Итак, все законы дестабилизируются — все, кроме одного: запрета на усталость; ведь если смерть не устает, то и материи нельзя[30]. Но как этого добиться? Брать пример с машин — прыгать, крутиться и учреждать «свободу соединений и разъединений»[31]. Радоваться, как играющий зверь, или жить интенсивно, «как лосось, плывущий вверх по течению, чтобы оставить потомство и [не] умереть»[32], а плыть дальше. Пролиферация на пролиферации, & so on, & so on. Возвращение, как вулканреволюция, достигает космических скоростей, и в пределе такая революция — вариант, доступный лишь для смеющихся машин[33], но уж точно не для людей. Чего явно не хватает в магматическом хаосмосе, так это места для паузы. Соответственно, если в случае Фёдорова мы имеем «астрономический» завод по воспроизводству форм, то в случае Святогора «ликующую» жизнь-революцию, в которой формы едва ли способны удерживаться.

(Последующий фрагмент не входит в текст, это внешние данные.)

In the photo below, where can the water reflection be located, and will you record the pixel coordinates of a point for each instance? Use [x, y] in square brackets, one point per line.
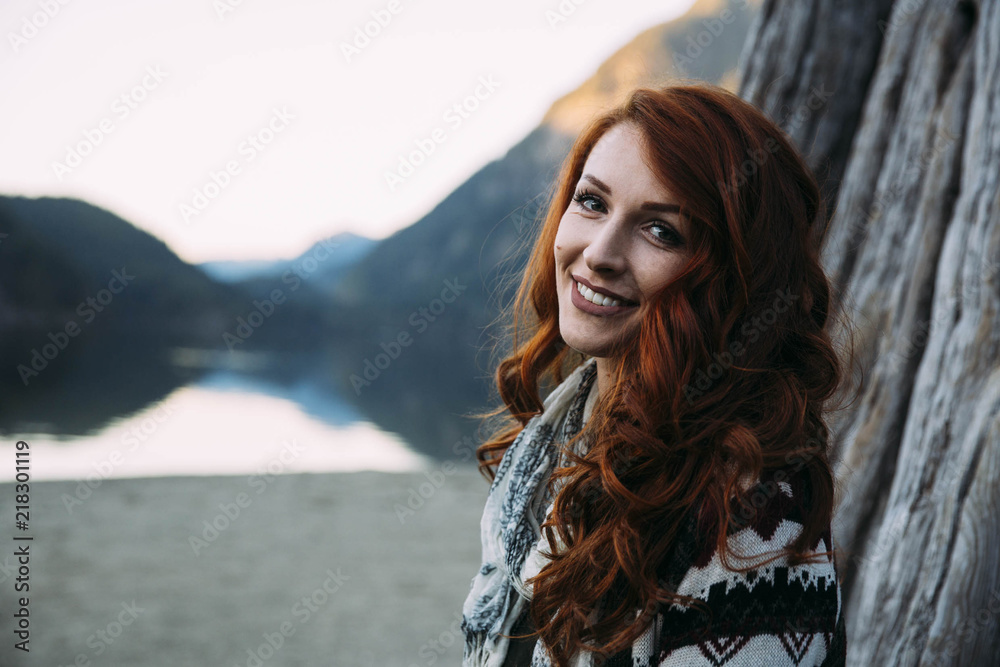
[155, 411]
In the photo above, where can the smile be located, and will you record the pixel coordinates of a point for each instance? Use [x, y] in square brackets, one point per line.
[594, 303]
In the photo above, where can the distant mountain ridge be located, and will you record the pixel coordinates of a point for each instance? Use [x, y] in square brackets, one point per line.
[480, 233]
[328, 258]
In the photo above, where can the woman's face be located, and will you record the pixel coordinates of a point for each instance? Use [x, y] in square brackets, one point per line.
[621, 236]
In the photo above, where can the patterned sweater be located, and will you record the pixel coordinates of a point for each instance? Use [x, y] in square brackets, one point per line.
[773, 615]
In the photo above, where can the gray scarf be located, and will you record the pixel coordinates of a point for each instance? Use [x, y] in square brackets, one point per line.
[517, 505]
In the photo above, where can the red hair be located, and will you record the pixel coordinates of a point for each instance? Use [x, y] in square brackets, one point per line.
[679, 429]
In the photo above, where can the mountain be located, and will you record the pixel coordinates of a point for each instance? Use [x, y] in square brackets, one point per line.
[472, 246]
[65, 260]
[321, 266]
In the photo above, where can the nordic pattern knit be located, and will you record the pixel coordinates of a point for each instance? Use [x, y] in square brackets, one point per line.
[773, 615]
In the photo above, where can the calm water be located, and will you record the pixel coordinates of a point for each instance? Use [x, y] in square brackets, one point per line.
[201, 413]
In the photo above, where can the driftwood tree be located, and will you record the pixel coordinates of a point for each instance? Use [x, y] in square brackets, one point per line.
[897, 105]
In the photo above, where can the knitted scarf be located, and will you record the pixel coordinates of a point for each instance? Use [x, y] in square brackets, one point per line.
[517, 504]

Между «здесь» и «не здесь»
Но земля не равна себе не только в биокосмизме. Как утверждает Святогор, «бессмертие и собственность несовместимы»[34]. Однако, прежде чем выносить этот вердикт, не следует ли спросить: какое именно бессмертие? какая именно собственность?
В эссе «Предки навсегда!» Элизабет Повинелли, полемизируя с космизмом, разрезает бессмертие на два смысловых вектора: звезды и земля[35]. Как несложно догадаться, первый вектор относится к проекту общего дела, где вертикальное положение как бы выталкивает человека в астрономический режим наблюдения и, по сути, является решающим фактором антропогенеза[36]. Единожды восстав, человек уже не может отвести взор от звезд. Отсюда необходимость преодоления локализма вверх. В свою очередь, Святогор перерабатывает и усложняет эту модель, утверждая «взрывное движение во всех направлениях»[37]. В этом сценарии найдется место даже для «странных превращений», о которых пишет Повинелли, но эти превращения будут очищены от коннотаций распада. Единственное, для чего здесь не найдется места, — само место. И как раз этот аспект играет ключевую роль во втором смысле-направлении: «бессмертие плоти самым глубинным образом заложено в земле, из которой мы выходим и в которую возвращаемся»[38]. Иначе говоря, бессмертие есть не что иное, как (ре)генеративный цикл, в который вовлечены не только отцы, сыны и вулканные исполины, но и весь более-чем-человеческий мир, обитатели которого отнюдь не лишены «собственности», но последняя мыслится в ином ключе, через особую связь с местом. Как пишет Повинелли:
На языке эммиенгаэль слово mirrh отсылает к теням, сущности человеческого тела и специфическому более-чем-человеческому отношению, которое входит в человека при рождении и связано с местом, где он был зачат. Mirrh возвращается туда, откуда приходит, — к земле…[39]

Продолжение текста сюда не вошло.